MarsEdit's source code editor gives access to most vanilla HTML tools.
MarsEdit’s source code editor gives access to most vanilla HTML tools.
MarsEdit also provides a browser preview, making it excellent for blogs.
MarsEdit also provides a browser preview, making it excellent for blogs.

I write this blog using MarsEdit, an excellent HTML editor particularly for blogs.

Markdown

iAWriter, which runs beautifully on iOS too, uses Markdown.
iAWriter, which runs beautifully on iOS too, uses Markdown.

Markdown (Wikipedia) has become popular relatively recently, and is seen as a quick and dirty way to put a little structure and formatting into documents which remain essentially text only. As a convenient intermediate between plain text and the likes of HTML and RTF, it provides an easy way to the latter two, without burdening the user with complex markup. There is no standard for it yet, and different implementations offer non-standard extensions.

Ulysses is another minimalist editor with Markdown support, available for iOS too.
Ulysses is another minimalist editor with Markdown support, available for iOS too.

Although ideal for quick notes and putting light formatting into plain text, it lacks features to support embedded images other than through links, tables, and so on. Editors which specialise in supporting markdown include iAWriter and Ulysses, which also run on iOS and integrate with iCloud, so that you can work on the same documents wherever you are.

RTF

Rich Text Format (RTF, Wikipedia) was originally intended for exchange with Microsoft applications, particularly Word, before the latter’s binary file format was released. Many editors support import, export, and storage in RTF, and after plain text it remains the most popular format for movement between editors and platforms.

RTF was not designed for users to edit directly, as this sample demonstrates:


Tools: Text Encoding Converter, Encoding Master or Peep to convert between codepages. TextSoap to clean up ligatures and other mess.\par
{\*\shppict {\pict {\*\nisusfilename textencodconv.png}\picw1202
\pich815 \picwgoal24040 \pichgoal16300 {\*\picprop {\sp {\sn fillOpacity}{\sv 65536}}}{\sp {\sn fShadow}{\sv 0}}{\*\nisuspicprops {\sp {\sn nisusDontClipToLine}{\sv 1}}{\sp {\sn dxWrapDistLeft}{\sv 0}}{\sp {\sn dyWrapDistTop}{\sv 0}}{\sp {\sn dxWrapDistRight}{\sv 0}}{\sp {\sn dyWrapDistBottom}{\sv 0}}}\pngblip
[here is a large image in textified code]
}}\par
{\qc \fs22 Use TextSoap to clean up remaining mess in text files, with its built-in and custom scripts.\fs24 \par
}\par
{\f2\fs26\b How does Unicode encode text?}\par

Bean is free, and a very good editor based on RTF.
Bean is free, and a very good editor based on RTF.

RTF does not contain good structured content, but focusses on formatting for display and printing. It is invariably edited using a graphical front end, and never as source code, and is therefore most useful for file exchange and output. Bean is a fine and free RTF-based editor for OS X, and of course it is supported by bundled TextEdit. Nisus Writer Pro is very sophisticated, with book tools, and has excellent support for mixing languages and scripts.

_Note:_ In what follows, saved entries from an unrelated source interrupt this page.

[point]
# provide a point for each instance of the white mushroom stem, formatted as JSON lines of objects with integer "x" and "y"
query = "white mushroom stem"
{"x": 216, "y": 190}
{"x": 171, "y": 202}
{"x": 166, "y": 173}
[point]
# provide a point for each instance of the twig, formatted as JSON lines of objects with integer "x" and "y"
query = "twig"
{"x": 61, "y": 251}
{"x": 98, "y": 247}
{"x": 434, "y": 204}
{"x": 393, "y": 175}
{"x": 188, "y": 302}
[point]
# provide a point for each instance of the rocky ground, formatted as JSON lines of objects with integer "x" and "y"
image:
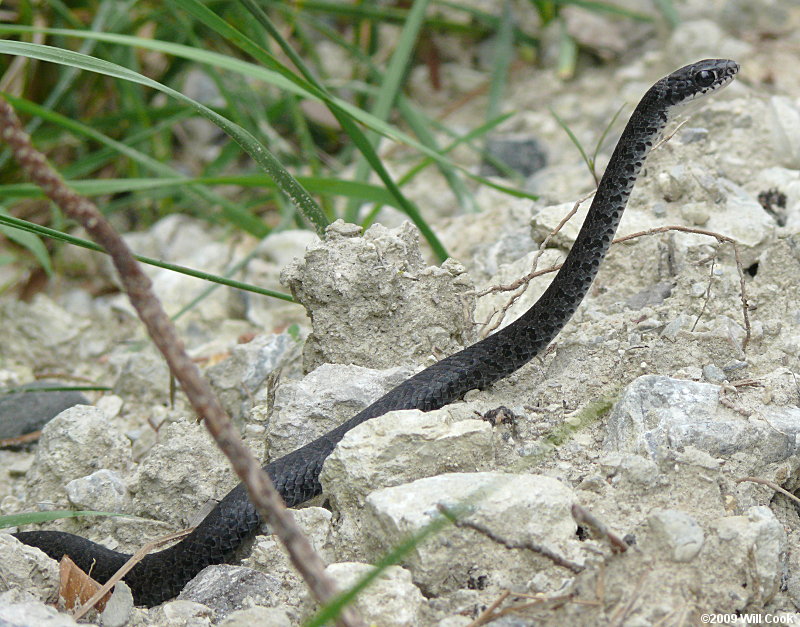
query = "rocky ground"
{"x": 653, "y": 411}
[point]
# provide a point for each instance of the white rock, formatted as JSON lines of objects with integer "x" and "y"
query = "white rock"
{"x": 22, "y": 610}
{"x": 225, "y": 588}
{"x": 180, "y": 474}
{"x": 391, "y": 599}
{"x": 261, "y": 616}
{"x": 285, "y": 246}
{"x": 679, "y": 532}
{"x": 326, "y": 397}
{"x": 518, "y": 508}
{"x": 755, "y": 546}
{"x": 238, "y": 379}
{"x": 400, "y": 447}
{"x": 374, "y": 302}
{"x": 655, "y": 414}
{"x": 76, "y": 443}
{"x": 103, "y": 490}
{"x": 119, "y": 607}
{"x": 26, "y": 568}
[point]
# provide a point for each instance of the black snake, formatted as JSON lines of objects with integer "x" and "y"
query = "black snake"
{"x": 161, "y": 576}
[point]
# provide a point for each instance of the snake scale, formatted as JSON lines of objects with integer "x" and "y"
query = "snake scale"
{"x": 161, "y": 576}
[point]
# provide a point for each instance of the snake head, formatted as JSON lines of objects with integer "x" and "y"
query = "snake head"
{"x": 696, "y": 81}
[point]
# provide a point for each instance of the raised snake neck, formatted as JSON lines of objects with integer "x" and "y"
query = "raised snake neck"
{"x": 161, "y": 576}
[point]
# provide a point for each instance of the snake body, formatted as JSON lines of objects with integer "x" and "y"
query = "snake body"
{"x": 161, "y": 576}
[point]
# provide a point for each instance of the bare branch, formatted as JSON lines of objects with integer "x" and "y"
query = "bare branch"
{"x": 260, "y": 489}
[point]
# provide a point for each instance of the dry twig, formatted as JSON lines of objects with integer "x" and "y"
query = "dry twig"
{"x": 583, "y": 516}
{"x": 524, "y": 282}
{"x": 126, "y": 568}
{"x": 554, "y": 557}
{"x": 659, "y": 229}
{"x": 772, "y": 485}
{"x": 260, "y": 489}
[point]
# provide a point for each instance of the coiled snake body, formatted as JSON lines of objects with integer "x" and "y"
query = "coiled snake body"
{"x": 161, "y": 576}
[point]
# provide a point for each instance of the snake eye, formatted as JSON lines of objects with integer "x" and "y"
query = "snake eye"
{"x": 705, "y": 78}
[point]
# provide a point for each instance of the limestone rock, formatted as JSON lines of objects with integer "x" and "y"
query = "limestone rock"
{"x": 680, "y": 533}
{"x": 261, "y": 616}
{"x": 238, "y": 379}
{"x": 103, "y": 490}
{"x": 326, "y": 397}
{"x": 373, "y": 301}
{"x": 76, "y": 443}
{"x": 400, "y": 447}
{"x": 25, "y": 410}
{"x": 26, "y": 568}
{"x": 517, "y": 508}
{"x": 19, "y": 609}
{"x": 391, "y": 600}
{"x": 225, "y": 588}
{"x": 182, "y": 472}
{"x": 655, "y": 414}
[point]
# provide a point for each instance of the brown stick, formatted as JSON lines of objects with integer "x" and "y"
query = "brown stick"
{"x": 260, "y": 489}
{"x": 659, "y": 229}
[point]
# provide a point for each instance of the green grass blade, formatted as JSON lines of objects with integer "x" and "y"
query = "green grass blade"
{"x": 317, "y": 184}
{"x": 253, "y": 71}
{"x": 503, "y": 52}
{"x": 360, "y": 140}
{"x": 260, "y": 154}
{"x": 567, "y": 52}
{"x": 30, "y": 518}
{"x": 70, "y": 239}
{"x": 668, "y": 11}
{"x": 328, "y": 613}
{"x": 391, "y": 84}
{"x": 608, "y": 8}
{"x": 32, "y": 243}
{"x": 575, "y": 141}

Niseis Writer Pro has excellent book and other power tools, and is ideal for multi-language documents.
Niseis Writer Pro has excellent book and other power tools, and is ideal for multi-language documents.

Proprietary

The major layout apps, Adobe InDesign and QuarkXPress, originated as tools for the design and layout of shorter documents, offering strong support for typographic controls, working with images, and generating output which can go straight for print production. Over the years they have gained support for some structuring of content, XML formats, database links, and a range of output including electronic publications.

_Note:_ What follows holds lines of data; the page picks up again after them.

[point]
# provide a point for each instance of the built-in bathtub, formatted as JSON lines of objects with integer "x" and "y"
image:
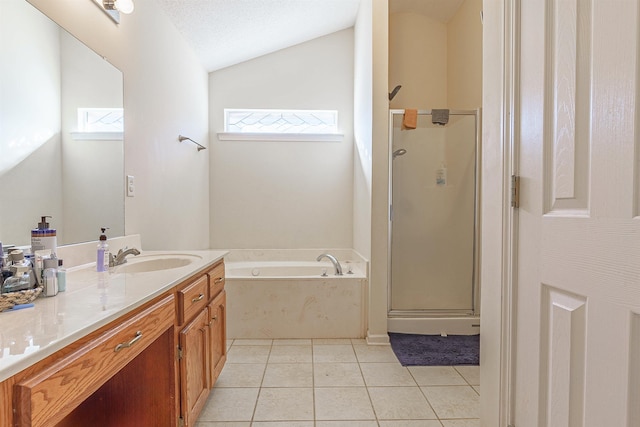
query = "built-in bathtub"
{"x": 288, "y": 294}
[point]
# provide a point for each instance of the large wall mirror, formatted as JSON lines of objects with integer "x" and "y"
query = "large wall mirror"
{"x": 61, "y": 140}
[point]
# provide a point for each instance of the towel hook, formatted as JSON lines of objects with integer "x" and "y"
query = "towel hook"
{"x": 185, "y": 138}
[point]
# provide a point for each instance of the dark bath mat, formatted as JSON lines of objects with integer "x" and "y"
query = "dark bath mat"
{"x": 436, "y": 350}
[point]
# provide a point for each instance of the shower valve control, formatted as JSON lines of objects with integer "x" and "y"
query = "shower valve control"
{"x": 131, "y": 186}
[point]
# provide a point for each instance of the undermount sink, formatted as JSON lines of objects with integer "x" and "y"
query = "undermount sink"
{"x": 149, "y": 263}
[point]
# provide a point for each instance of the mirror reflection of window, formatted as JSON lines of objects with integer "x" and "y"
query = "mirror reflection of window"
{"x": 46, "y": 74}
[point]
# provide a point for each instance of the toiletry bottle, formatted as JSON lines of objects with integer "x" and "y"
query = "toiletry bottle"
{"x": 50, "y": 282}
{"x": 43, "y": 237}
{"x": 62, "y": 277}
{"x": 441, "y": 176}
{"x": 102, "y": 260}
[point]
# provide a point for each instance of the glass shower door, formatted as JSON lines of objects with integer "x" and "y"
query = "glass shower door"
{"x": 433, "y": 221}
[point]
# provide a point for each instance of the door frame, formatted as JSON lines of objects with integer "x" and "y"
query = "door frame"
{"x": 499, "y": 221}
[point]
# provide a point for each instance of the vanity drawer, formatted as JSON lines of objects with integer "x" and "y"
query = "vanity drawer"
{"x": 49, "y": 396}
{"x": 192, "y": 299}
{"x": 216, "y": 279}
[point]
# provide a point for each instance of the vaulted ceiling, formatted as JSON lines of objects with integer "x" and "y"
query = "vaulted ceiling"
{"x": 227, "y": 32}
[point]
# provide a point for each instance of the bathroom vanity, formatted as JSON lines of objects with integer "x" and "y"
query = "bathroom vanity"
{"x": 141, "y": 346}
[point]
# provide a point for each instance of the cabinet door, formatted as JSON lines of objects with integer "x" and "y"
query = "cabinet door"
{"x": 194, "y": 381}
{"x": 217, "y": 336}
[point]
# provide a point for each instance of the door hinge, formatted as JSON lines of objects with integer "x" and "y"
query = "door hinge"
{"x": 515, "y": 191}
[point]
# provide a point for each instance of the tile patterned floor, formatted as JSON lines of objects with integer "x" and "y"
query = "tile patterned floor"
{"x": 337, "y": 383}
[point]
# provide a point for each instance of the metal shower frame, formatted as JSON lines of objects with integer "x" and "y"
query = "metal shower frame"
{"x": 475, "y": 292}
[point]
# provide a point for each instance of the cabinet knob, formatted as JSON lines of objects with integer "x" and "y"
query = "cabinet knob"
{"x": 128, "y": 344}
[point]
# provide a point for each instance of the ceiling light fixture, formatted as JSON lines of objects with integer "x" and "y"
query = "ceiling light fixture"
{"x": 124, "y": 6}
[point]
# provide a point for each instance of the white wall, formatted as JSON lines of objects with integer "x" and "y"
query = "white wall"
{"x": 363, "y": 94}
{"x": 165, "y": 94}
{"x": 285, "y": 194}
{"x": 30, "y": 173}
{"x": 377, "y": 332}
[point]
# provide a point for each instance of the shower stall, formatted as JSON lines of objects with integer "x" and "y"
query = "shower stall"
{"x": 433, "y": 214}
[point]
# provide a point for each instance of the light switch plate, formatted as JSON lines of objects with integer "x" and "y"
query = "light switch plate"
{"x": 131, "y": 186}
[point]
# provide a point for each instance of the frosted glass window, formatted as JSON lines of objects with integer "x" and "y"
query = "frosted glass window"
{"x": 281, "y": 121}
{"x": 100, "y": 120}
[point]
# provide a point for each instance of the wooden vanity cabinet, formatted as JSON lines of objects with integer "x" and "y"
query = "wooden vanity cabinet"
{"x": 154, "y": 366}
{"x": 194, "y": 367}
{"x": 51, "y": 396}
{"x": 202, "y": 340}
{"x": 217, "y": 336}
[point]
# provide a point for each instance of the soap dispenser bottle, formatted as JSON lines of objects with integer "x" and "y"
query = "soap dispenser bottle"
{"x": 43, "y": 237}
{"x": 102, "y": 260}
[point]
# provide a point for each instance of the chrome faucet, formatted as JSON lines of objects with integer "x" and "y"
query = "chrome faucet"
{"x": 336, "y": 263}
{"x": 121, "y": 258}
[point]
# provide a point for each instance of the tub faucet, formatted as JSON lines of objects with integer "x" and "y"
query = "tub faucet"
{"x": 121, "y": 258}
{"x": 335, "y": 262}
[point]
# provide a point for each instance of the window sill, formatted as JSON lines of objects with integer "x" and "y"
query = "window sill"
{"x": 239, "y": 136}
{"x": 97, "y": 136}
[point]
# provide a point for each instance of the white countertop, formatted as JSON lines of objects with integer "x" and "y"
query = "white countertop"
{"x": 90, "y": 301}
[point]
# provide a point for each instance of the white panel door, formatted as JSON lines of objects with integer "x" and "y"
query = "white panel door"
{"x": 577, "y": 285}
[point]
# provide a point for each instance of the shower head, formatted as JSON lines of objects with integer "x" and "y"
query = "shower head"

Adobe InDesign does now work with XML structure, but remains focussed on layout rather than content.
Adobe InDesign does now work with XML structure, but remains focussed on layout rather than content.

Unlike Adobe FrameMaker (Windows), the emphasis in these apps is still on appearance and design. For example if you try exporting a book developed in InDesign to its XML-based exchange format, you will not be able to do much with that content as XML. However when it comes to supporting output for print, or for electronic distribution, these are complete and thoroughly professional publishing platforms.

Microsoft Word 2015 preview bristles with power tools, if you know how to get the best out of them.
Microsoft Word 2015 preview bristles with power tools, if you know how to get the best out of them.

Microsoft Word has long been the standard word processor for commerce, government, and most larger organisations. Although it has a larger toolset than any other word processor, getting the best out of those tools is not always easy, and you may well find that you get on better with a different app instead. Its new XML-based document format, like that of the other office suites, is not amenable for use as XML-structured content, for example in an XML database, or for standard XML transforms.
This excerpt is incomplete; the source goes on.